El Concejo de Aller ofrece al visitante un impresionante patrimonio natural, recorrerlo desde el valle hasta las cumbres es un auténtico regalo para los sentidos, debido a la espectacularidad y buena conservación del entorno. Picos y montes de 2000m de altura, bosques frondosos de hayas y robles, verdes praderías, brañas ganaderas...
Los Puertos de San Isidro, Vegarada, Piedrafita y la Vía Carisa son los pasos naturales desde Aller hacia la meseta. Sus cumbres superan los 2.000 m de altitud, con el Esturbín (2.123), Nogales (2.074), Torres (2.100) y Toneo (2.091) como picos más emblemáticos.

El tradicional pastoreo en época estival en las brañas o puertos propició la construcción de cabañas y corrales para el ganado, junto a abrevaderos y fuentes. Brañas como La Valencia, La Tabierna, El Gumial, Palmián, Caniella, El Rasón o La Escosura son un buen ejemplo del hábitat de los vaqueros.
Declaradas Monumento Natural en 2001, se accede a ellas partiendo de El Pino y siguiendo el curso del río entre prados y bosque autóctono hasta alcanzar el espectacular desfiladero excavado en la roca caliza por el rio Pino. El objetivo es alcanzar Caniella, plataforma herbosa desde la cual se contemplan las mejores panorámicas de la cordillera cantábrica.
Oír el fragor de las aguas que discurren entre la impresionante angostura de las paredes rocosas de las Foces del Río Pino, es un auténtico regalo para los sentidos, debida a la espectacularidad y buena conservación del entorno.
Más información sobre la ruta de Las Foces del Pino.

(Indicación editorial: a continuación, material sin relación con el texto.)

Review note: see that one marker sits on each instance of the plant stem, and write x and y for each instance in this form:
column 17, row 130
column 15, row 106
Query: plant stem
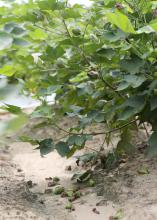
column 97, row 133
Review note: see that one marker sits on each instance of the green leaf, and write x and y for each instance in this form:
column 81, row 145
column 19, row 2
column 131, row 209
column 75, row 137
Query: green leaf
column 146, row 29
column 62, row 148
column 38, row 34
column 7, row 70
column 29, row 140
column 132, row 65
column 46, row 146
column 17, row 123
column 21, row 42
column 133, row 105
column 5, row 40
column 153, row 103
column 121, row 21
column 12, row 109
column 152, row 150
column 134, row 81
column 122, row 86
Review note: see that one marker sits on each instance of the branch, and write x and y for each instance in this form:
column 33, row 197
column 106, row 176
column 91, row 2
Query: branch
column 110, row 86
column 97, row 133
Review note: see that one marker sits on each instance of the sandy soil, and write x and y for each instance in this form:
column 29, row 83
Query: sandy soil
column 128, row 192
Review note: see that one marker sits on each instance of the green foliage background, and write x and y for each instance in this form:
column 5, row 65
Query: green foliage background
column 99, row 60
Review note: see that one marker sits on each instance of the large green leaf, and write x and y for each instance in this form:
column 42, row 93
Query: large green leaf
column 5, row 40
column 121, row 21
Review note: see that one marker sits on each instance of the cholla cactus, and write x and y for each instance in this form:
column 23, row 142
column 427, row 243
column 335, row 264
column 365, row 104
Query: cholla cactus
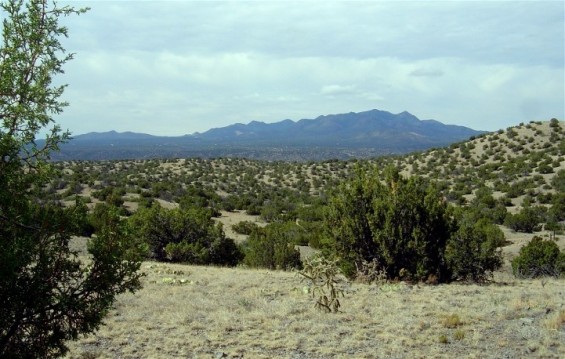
column 325, row 277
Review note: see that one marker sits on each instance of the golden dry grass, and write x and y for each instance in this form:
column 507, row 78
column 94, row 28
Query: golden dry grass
column 207, row 312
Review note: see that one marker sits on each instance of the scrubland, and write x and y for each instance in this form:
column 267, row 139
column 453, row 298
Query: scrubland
column 207, row 312
column 187, row 311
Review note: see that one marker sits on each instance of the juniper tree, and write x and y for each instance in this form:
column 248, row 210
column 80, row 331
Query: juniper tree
column 49, row 295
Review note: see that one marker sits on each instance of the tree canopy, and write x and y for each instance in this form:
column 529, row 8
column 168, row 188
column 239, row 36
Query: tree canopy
column 48, row 293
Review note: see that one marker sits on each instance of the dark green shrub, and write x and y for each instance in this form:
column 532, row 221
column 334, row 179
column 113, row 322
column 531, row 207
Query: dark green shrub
column 271, row 247
column 244, row 227
column 472, row 252
column 184, row 235
column 539, row 258
column 402, row 224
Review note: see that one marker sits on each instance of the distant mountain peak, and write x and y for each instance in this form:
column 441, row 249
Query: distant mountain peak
column 363, row 134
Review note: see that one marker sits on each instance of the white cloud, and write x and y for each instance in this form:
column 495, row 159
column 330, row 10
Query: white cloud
column 185, row 66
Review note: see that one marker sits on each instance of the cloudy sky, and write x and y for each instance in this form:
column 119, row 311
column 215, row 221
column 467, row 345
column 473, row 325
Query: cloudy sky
column 179, row 67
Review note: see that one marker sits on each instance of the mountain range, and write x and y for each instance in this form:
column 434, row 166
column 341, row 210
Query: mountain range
column 351, row 135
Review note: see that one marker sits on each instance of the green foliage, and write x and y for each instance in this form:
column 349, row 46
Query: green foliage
column 49, row 295
column 271, row 247
column 539, row 258
column 324, row 282
column 402, row 224
column 184, row 235
column 472, row 251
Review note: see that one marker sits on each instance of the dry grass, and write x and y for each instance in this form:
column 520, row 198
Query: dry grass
column 207, row 312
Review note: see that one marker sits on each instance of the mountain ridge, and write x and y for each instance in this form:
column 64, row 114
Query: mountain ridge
column 350, row 135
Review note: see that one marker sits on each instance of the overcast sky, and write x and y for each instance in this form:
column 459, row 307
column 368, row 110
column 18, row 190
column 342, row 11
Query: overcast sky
column 179, row 67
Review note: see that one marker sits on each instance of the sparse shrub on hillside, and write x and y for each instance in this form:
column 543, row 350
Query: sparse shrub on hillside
column 558, row 181
column 244, row 227
column 271, row 247
column 539, row 258
column 528, row 220
column 184, row 235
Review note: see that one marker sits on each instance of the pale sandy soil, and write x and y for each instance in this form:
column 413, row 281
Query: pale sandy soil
column 207, row 312
column 228, row 219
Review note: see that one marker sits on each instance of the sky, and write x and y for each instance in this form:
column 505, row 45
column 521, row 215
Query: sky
column 179, row 67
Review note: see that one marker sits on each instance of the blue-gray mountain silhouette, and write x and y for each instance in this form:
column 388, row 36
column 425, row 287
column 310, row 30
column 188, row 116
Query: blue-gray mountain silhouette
column 350, row 135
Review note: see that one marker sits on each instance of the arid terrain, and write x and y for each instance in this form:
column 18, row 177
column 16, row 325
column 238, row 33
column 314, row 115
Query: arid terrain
column 187, row 311
column 206, row 312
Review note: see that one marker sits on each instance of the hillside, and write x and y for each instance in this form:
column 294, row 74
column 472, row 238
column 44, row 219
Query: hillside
column 236, row 313
column 344, row 136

El Tejo/Texu fue un árbol totémico para los antiguos pobladores de la región. En torno a él se han venido gestando centenares de simbolismos e incluso mitologías. Todavía hoy se mantiene la costumbre de plantar el tejo junto a la casa, la iglesia o la ermita.
En Santibáñez de la Fuente, el Tejo que acompaña a la iglesia románica, mide actualmente 12 metros de altura, 3.33 metros de circunferencia y 15 metros de diámetro, quizás supere los 500 años de vida dadas sus dimensiones. Destaca por su ramaje y frondosidad.